Portable Artifact Architecture
The architectural specification for evidence that survives software, cloud, chain, and vendor change.
This page documents the architectural decisions underlying H33 portable artifacts. It is intended for engineers building integrations against the artifact format, architects evaluating the pattern for institutional adoption, and standards reviewers assessing the artifact's suitability for regulatory or industry codification.
Motivation
Institutional evidence is increasingly required to survive longer than the systems that produced it.

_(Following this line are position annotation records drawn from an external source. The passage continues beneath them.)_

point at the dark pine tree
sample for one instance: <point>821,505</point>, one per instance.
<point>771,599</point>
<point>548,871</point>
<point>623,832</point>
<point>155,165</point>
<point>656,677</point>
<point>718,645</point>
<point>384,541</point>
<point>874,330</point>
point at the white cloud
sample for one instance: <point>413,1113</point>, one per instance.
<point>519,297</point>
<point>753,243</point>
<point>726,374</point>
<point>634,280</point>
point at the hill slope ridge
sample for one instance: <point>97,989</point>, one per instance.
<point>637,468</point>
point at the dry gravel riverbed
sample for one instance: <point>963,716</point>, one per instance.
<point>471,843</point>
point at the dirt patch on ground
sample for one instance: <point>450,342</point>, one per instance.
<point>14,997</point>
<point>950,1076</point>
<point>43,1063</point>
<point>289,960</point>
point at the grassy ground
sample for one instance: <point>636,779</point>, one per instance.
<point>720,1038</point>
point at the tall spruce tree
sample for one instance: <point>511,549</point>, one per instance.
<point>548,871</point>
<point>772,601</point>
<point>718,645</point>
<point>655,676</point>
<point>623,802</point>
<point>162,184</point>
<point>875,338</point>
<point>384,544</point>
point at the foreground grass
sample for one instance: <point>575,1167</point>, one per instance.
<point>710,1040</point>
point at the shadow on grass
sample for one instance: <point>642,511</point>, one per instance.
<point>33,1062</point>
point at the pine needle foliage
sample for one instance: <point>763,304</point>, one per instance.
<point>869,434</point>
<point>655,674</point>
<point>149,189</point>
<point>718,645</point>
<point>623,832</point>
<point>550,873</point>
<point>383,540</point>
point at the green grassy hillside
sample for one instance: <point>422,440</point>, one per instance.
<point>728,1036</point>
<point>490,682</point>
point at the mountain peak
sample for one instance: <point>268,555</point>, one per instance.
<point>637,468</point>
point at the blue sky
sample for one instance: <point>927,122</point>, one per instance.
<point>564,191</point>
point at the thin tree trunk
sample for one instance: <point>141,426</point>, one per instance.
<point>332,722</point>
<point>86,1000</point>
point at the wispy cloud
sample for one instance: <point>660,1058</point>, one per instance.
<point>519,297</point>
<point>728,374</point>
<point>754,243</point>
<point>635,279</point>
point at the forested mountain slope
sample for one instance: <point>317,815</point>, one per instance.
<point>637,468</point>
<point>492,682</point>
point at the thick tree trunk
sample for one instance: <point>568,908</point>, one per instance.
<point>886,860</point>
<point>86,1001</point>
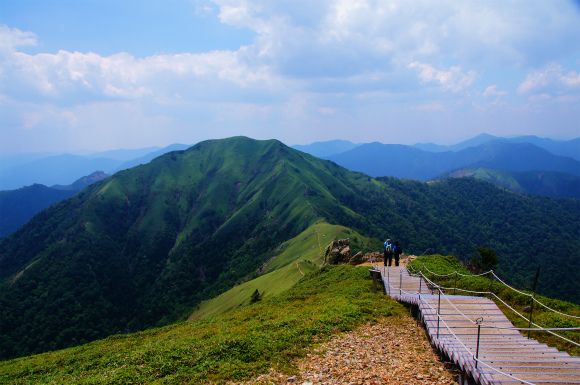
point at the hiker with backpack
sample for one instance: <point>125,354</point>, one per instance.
<point>396,252</point>
<point>388,252</point>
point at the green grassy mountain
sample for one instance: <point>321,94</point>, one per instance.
<point>549,183</point>
<point>144,246</point>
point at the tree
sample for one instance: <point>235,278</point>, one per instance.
<point>486,259</point>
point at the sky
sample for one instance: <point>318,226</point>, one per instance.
<point>110,74</point>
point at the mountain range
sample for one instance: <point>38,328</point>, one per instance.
<point>24,170</point>
<point>18,206</point>
<point>377,159</point>
<point>549,183</point>
<point>143,247</point>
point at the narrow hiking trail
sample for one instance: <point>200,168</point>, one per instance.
<point>298,267</point>
<point>392,351</point>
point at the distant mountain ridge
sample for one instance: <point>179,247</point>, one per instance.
<point>377,159</point>
<point>18,206</point>
<point>64,169</point>
<point>567,148</point>
<point>145,245</point>
<point>325,149</point>
<point>548,183</point>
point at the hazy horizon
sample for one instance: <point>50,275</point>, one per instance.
<point>103,75</point>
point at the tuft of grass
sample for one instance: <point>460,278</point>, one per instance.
<point>236,345</point>
<point>541,316</point>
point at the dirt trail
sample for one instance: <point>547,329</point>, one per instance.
<point>393,351</point>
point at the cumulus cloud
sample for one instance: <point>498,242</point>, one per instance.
<point>492,91</point>
<point>324,59</point>
<point>453,80</point>
<point>552,78</point>
<point>10,38</point>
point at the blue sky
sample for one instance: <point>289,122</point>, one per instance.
<point>102,74</point>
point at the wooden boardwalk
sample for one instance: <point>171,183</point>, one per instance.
<point>505,356</point>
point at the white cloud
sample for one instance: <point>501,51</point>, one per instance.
<point>453,80</point>
<point>10,38</point>
<point>492,91</point>
<point>552,78</point>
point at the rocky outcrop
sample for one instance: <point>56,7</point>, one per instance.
<point>337,252</point>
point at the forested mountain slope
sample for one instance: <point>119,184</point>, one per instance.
<point>554,184</point>
<point>142,247</point>
<point>377,159</point>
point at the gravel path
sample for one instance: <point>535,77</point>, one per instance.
<point>393,351</point>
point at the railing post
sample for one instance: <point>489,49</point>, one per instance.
<point>479,321</point>
<point>438,312</point>
<point>532,308</point>
<point>530,324</point>
<point>401,283</point>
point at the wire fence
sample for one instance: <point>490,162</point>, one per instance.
<point>475,356</point>
<point>491,273</point>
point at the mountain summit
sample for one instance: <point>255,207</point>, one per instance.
<point>142,247</point>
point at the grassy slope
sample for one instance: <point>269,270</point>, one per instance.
<point>448,264</point>
<point>233,346</point>
<point>298,256</point>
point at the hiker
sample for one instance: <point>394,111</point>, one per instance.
<point>397,252</point>
<point>388,252</point>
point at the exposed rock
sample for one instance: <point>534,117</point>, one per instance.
<point>357,259</point>
<point>337,252</point>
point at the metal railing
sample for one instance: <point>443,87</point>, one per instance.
<point>478,322</point>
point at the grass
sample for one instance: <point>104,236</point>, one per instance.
<point>541,316</point>
<point>296,257</point>
<point>237,345</point>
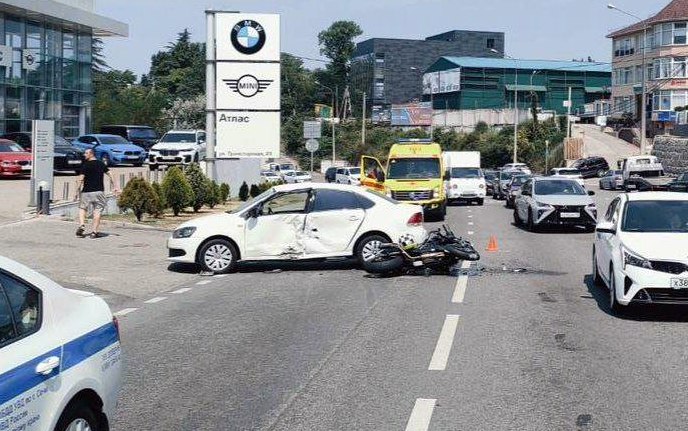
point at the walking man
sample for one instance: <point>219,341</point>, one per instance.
<point>92,192</point>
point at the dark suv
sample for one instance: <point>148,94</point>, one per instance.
<point>143,136</point>
<point>594,166</point>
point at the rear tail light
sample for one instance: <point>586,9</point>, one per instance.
<point>416,220</point>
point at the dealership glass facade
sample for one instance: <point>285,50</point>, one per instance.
<point>59,88</point>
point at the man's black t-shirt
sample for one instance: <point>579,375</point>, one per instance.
<point>93,171</point>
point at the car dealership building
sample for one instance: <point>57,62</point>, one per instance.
<point>45,62</point>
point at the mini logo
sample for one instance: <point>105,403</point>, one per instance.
<point>248,37</point>
<point>248,85</point>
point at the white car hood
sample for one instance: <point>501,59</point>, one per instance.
<point>564,200</point>
<point>658,246</point>
<point>174,146</point>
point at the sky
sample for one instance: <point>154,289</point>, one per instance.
<point>534,29</point>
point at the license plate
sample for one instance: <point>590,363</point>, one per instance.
<point>679,283</point>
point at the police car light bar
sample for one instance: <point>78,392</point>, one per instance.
<point>415,141</point>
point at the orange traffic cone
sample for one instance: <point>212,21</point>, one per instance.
<point>492,245</point>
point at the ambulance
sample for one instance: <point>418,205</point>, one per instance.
<point>60,356</point>
<point>414,174</point>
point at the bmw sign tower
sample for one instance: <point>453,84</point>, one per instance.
<point>243,94</point>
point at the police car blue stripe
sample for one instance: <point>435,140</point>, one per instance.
<point>24,377</point>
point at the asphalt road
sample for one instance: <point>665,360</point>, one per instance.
<point>528,345</point>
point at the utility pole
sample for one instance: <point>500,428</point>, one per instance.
<point>363,115</point>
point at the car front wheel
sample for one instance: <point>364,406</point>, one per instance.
<point>218,256</point>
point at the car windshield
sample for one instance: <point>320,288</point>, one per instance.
<point>252,201</point>
<point>143,133</point>
<point>112,140</point>
<point>179,137</point>
<point>10,148</point>
<point>656,216</point>
<point>465,173</point>
<point>562,187</point>
<point>413,168</point>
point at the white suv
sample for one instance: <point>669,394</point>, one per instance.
<point>178,147</point>
<point>641,249</point>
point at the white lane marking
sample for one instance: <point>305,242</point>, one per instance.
<point>182,290</point>
<point>421,414</point>
<point>439,359</point>
<point>124,312</point>
<point>155,300</point>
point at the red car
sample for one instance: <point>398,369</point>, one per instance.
<point>14,161</point>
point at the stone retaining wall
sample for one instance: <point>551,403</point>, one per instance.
<point>672,151</point>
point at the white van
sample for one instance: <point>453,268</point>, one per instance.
<point>465,180</point>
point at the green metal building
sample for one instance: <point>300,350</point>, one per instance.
<point>489,83</point>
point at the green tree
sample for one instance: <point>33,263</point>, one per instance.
<point>243,191</point>
<point>224,192</point>
<point>199,185</point>
<point>139,197</point>
<point>177,190</point>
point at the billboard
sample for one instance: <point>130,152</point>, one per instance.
<point>412,114</point>
<point>445,81</point>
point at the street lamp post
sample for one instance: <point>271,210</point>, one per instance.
<point>515,104</point>
<point>643,104</point>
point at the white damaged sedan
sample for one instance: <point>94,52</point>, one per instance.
<point>295,222</point>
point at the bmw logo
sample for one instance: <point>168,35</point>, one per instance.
<point>248,37</point>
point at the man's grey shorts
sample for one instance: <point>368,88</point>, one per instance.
<point>95,200</point>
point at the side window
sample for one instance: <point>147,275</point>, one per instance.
<point>24,303</point>
<point>287,203</point>
<point>7,332</point>
<point>332,200</point>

Federal retention windows of 25 years to permanent; healthcare retention beyond patient discharge; insurance retention beyond policy terms. Across these windows, the technology stack evolves repeatedly. Evidence formats that depend on stable software, stable schemas, or stable cryptographic primitives do not survive the retention windows. The portable artifact is designed for the worst-case retention window. It assumes the originating system has retired, the originating vendor has ceased to exist, the cloud provider hosting it has been replaced, and the cryptographic primitives have evolved. Under these assumptions, the artifact must still be verifiable.
Design principles
Self-containment. The artifact carries everything required for verification. Canonicalization. The artifact has a single canonical form. Two parties producing artifacts from the same inputs produce byte-identical output. Algorithmic redundancy. Cryptographic primitives can fail. The artifact carries multiple independent signatures from independent algorithm families. Schema evolution. The artifact's structure will evolve as use cases evolve. The artifact carries a schema version. Selective disclosure. Some artifact content is sensitive. The artifact supports redaction-to-digest while preserving structural verifiability. Vendor independence. Verification does not depend on the originating vendor's continued existence.
Schema
The portable artifact is a JSON document with a defined schema. The top-level structure: SearchExportBundle contains search_result, optional EC objects (authority_bind, policy_bind, pipeline_dag, corpus_bind, model_fingerprint, evidence_attestation, result_citation_bind, calibrated_abstention), sidecars, optional anchor, signatures, and ves_version. Each evidence control object carries an ec_kind discriminator, content-specific fields, and an optional sidecar_uri. The sidecars field carries content the EC objects reference by digest. The anchor field is optional. The signatures field carries three independent signatures.
Canonical serialization
Canonical JSON serialization is the foundation of verifiability. The same artifact must serialize to byte-identical output across implementations. The canonical form follows these rules: UTF-8 encoding throughout; sorted object keys (lexical sort by code point); no whitespace except newline; numbers in shortest unambiguous representation; strings without escape sequences beyond JSON's requirements; NaN, Infinity, and -Infinity disallowed; Unicode normalization to NFC. Two implementations following these rules produce identical output. Conformance test suites validate implementations.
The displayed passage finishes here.